The plants bear one to a few lanceolate or ovate leaves. In some species the leaf arrangement is alternate, in others (fewer), the leaves grow opposite, in pairs.
The inflorescence is a loose, stem-tip spike, or the flowers appear solitary. The flower-stem bracts may be leaf-like. Flower colours are white, yellow, green or pink.
The three sepals are free, the median one above often helmet-shaped and flanked by the two lateral petals in forming a deep hood. The median sepal sometimes has a spur or sac-like protrusion. The lateral sepals are oblique, part of them mostly conically spurred, club-shaped or sac-like. The generic name, Disperis, is derived from the Greek words dis meaning double and pera meaning pouch, referring to these twin spurs on the lateral sepals.
The shape of the lateral petals vary, sometimes sickle-shaped or ear-shaped. The median petal or lip is often clawed, meaning in many species clawed, dilated above and ascending along the gynostemium or column to which it is fused at the base. There is a large lip appendage directed to the tip of the median sepal.
Plants of the Disperis subgenus have undivided lip appendages and are pollinated by oil collecting bees of the Rediviva genus. The oil is produced on the lip appendage, usually near its tip. The twin spurs on the sepals mentioned earlier therefore play no role in pollinator reward or pollination. They only served to protect the rostellum arms during the budding phase.

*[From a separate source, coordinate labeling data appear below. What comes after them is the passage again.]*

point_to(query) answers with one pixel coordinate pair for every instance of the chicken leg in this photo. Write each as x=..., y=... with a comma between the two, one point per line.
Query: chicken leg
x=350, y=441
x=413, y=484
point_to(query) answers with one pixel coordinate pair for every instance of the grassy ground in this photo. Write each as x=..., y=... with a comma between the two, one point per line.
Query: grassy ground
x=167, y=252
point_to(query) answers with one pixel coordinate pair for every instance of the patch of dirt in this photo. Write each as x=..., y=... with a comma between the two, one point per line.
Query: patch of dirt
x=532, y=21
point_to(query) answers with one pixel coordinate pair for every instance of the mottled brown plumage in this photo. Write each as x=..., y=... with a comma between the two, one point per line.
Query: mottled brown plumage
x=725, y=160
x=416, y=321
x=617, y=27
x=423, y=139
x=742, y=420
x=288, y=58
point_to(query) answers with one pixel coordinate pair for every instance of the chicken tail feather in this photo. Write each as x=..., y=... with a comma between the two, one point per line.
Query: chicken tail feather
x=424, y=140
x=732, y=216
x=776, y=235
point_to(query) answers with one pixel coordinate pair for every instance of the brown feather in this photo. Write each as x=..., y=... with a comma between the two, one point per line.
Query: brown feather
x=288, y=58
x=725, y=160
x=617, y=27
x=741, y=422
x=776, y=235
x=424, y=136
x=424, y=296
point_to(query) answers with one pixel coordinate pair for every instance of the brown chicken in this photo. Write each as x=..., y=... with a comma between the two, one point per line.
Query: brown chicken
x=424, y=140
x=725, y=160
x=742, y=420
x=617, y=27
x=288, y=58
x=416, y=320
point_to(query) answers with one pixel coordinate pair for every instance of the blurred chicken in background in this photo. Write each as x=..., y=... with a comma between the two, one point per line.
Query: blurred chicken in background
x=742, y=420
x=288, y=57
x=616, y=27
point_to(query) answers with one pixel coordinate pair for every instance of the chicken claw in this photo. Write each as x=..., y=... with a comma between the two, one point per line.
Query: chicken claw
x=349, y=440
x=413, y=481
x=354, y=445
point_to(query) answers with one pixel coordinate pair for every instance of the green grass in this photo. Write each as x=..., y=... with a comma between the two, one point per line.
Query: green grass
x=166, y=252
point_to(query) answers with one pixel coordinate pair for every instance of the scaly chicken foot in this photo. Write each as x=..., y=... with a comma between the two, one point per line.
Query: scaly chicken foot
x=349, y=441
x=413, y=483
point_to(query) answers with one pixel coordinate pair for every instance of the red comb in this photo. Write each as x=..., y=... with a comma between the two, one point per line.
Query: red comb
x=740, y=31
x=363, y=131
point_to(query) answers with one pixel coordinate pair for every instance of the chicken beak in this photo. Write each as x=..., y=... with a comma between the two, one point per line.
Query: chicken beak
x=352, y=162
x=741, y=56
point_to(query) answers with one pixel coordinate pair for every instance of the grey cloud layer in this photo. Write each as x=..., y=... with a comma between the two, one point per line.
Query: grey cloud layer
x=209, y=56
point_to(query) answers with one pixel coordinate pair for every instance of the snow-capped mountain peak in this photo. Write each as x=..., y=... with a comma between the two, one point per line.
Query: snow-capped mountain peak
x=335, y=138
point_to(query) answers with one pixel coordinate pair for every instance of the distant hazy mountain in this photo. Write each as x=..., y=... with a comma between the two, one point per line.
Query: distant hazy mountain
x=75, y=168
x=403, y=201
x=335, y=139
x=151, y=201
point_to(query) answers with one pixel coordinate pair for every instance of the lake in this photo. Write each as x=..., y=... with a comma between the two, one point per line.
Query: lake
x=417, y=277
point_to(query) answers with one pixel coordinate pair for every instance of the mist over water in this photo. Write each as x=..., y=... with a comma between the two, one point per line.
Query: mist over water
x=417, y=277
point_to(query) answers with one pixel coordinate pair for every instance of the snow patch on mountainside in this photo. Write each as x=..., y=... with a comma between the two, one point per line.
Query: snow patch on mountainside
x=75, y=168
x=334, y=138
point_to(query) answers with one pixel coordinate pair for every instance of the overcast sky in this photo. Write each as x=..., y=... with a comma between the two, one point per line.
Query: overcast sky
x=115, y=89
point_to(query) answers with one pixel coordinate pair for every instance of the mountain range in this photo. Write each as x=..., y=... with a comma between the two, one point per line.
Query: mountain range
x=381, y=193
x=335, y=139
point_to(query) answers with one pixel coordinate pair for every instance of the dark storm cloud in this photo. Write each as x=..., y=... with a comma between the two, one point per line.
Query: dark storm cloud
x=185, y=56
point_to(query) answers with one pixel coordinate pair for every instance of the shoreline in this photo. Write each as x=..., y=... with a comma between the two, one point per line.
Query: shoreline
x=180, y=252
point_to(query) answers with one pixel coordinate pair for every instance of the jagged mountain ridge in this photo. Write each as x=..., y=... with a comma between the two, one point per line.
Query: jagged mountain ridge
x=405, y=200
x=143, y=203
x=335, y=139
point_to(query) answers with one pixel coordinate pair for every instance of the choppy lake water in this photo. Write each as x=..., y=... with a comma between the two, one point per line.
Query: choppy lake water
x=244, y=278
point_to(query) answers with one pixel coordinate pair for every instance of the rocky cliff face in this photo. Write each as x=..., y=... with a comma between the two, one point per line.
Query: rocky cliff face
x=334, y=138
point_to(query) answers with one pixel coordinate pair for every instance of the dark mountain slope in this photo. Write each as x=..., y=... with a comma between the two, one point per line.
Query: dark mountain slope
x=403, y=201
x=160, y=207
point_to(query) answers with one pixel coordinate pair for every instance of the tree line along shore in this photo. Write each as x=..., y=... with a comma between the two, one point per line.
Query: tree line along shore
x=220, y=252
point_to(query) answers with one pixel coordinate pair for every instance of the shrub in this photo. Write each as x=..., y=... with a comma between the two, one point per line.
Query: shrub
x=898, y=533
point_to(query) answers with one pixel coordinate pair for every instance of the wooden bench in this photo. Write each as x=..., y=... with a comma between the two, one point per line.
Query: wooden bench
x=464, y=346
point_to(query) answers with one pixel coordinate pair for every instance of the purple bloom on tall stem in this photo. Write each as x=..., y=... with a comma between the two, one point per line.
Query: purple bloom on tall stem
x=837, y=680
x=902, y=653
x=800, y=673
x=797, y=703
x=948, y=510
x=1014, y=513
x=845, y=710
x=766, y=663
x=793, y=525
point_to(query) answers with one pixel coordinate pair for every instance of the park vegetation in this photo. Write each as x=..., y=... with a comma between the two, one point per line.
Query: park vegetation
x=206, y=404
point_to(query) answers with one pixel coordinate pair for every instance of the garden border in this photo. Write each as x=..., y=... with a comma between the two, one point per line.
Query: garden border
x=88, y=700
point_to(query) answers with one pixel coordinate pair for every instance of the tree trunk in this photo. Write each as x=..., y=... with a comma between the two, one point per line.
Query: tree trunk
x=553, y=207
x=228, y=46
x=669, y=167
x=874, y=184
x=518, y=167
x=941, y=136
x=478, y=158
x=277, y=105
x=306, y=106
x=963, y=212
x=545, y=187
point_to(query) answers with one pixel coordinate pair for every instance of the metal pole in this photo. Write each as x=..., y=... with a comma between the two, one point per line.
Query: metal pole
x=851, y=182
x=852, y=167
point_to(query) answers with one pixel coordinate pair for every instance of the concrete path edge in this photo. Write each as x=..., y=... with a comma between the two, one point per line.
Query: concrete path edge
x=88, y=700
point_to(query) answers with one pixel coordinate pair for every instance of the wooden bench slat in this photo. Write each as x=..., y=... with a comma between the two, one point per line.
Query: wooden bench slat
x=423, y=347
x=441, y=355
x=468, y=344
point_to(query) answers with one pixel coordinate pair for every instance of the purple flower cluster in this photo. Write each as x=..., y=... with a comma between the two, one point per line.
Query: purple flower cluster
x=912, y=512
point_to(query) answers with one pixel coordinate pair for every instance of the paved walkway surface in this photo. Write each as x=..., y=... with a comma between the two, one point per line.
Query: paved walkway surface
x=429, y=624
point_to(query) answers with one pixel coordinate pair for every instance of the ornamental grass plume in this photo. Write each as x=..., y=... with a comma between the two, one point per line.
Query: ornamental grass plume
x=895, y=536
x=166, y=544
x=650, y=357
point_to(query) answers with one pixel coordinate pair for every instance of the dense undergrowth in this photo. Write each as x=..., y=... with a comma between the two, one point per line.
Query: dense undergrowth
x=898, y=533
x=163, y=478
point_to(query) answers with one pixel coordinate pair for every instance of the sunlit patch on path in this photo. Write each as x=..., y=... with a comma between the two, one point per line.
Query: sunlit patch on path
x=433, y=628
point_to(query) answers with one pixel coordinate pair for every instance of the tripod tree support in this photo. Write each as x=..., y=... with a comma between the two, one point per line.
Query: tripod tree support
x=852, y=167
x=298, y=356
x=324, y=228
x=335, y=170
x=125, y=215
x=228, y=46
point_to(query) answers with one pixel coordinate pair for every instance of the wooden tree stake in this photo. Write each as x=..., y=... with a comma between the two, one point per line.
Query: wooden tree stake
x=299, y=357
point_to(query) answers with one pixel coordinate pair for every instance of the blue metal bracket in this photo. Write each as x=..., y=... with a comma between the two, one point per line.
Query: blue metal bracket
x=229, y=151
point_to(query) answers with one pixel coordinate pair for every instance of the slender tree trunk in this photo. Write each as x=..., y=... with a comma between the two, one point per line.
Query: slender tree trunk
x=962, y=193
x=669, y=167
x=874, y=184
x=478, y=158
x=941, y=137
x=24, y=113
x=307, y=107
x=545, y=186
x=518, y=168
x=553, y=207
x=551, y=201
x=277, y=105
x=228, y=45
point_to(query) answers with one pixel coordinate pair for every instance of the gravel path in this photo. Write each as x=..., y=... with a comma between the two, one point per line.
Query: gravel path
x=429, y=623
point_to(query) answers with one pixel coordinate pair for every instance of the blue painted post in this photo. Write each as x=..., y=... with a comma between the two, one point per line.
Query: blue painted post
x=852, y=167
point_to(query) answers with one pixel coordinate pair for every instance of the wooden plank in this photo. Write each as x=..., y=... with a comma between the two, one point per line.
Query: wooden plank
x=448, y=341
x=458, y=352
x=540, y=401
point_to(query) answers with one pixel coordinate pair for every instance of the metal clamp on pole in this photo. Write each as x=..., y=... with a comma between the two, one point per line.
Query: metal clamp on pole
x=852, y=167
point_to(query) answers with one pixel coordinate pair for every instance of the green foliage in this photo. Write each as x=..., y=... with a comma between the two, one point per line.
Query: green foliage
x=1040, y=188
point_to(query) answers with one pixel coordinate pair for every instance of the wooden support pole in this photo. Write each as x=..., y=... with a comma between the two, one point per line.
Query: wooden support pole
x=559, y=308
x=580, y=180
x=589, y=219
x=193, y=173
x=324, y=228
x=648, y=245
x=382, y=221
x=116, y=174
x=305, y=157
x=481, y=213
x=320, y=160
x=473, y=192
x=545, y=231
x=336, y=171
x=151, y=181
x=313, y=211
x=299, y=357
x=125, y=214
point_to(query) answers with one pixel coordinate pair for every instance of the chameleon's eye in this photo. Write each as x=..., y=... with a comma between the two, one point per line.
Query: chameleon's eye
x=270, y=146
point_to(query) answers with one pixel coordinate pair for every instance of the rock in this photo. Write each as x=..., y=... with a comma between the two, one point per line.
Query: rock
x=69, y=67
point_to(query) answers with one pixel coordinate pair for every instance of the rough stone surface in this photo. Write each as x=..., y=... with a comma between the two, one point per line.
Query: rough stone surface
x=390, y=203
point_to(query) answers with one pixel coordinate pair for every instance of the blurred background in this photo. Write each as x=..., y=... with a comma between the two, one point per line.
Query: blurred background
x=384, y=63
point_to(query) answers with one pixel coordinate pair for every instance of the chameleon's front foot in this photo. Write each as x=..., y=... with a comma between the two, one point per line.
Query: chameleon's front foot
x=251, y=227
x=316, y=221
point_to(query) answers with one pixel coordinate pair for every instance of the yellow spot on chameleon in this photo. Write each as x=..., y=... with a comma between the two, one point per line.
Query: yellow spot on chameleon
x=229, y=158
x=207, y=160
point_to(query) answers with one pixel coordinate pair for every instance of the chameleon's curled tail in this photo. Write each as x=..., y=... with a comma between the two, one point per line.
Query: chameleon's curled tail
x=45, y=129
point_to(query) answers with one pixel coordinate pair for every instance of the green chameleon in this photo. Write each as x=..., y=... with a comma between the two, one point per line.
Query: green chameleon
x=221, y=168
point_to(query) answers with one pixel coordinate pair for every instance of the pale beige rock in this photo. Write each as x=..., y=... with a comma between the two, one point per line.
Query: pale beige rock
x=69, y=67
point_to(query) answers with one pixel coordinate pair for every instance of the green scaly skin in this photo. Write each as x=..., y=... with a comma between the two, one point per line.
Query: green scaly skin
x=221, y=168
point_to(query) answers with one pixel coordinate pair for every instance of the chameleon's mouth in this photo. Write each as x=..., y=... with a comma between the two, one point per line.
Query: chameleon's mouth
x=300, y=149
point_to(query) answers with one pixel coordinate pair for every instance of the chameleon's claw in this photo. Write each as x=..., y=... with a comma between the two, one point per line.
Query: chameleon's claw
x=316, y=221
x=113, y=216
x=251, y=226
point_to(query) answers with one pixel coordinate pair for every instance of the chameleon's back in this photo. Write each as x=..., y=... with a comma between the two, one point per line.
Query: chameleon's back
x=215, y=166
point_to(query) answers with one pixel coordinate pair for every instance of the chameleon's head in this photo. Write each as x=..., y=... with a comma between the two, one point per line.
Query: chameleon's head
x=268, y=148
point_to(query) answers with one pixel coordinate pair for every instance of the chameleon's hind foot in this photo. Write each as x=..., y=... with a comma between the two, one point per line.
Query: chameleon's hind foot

On the gynostemium or column, the anther lobe cavities are parallel and horizontally flexed. There are two pollinia with separate sticky glandular patches. The rostellum separating the male and female parts on the column has a large central lobe and lateral arms.
The fruit is a ribbed capsule, cylindrical or ovoid in shape.
There are about 84 Disperis species in Africa, Madagascar, other Indian Ocean islands and Asia, 26 of them occurring in southern Africa. The tropical zone species often grow on forest floors, the southern African ones mostly found in grassland or fynbos.
The plant in picture is Disperis renibractea (Liltved and Johnson, 2012; Leistner, (Ed.), 2000; Manning, 2009; Wikipedia).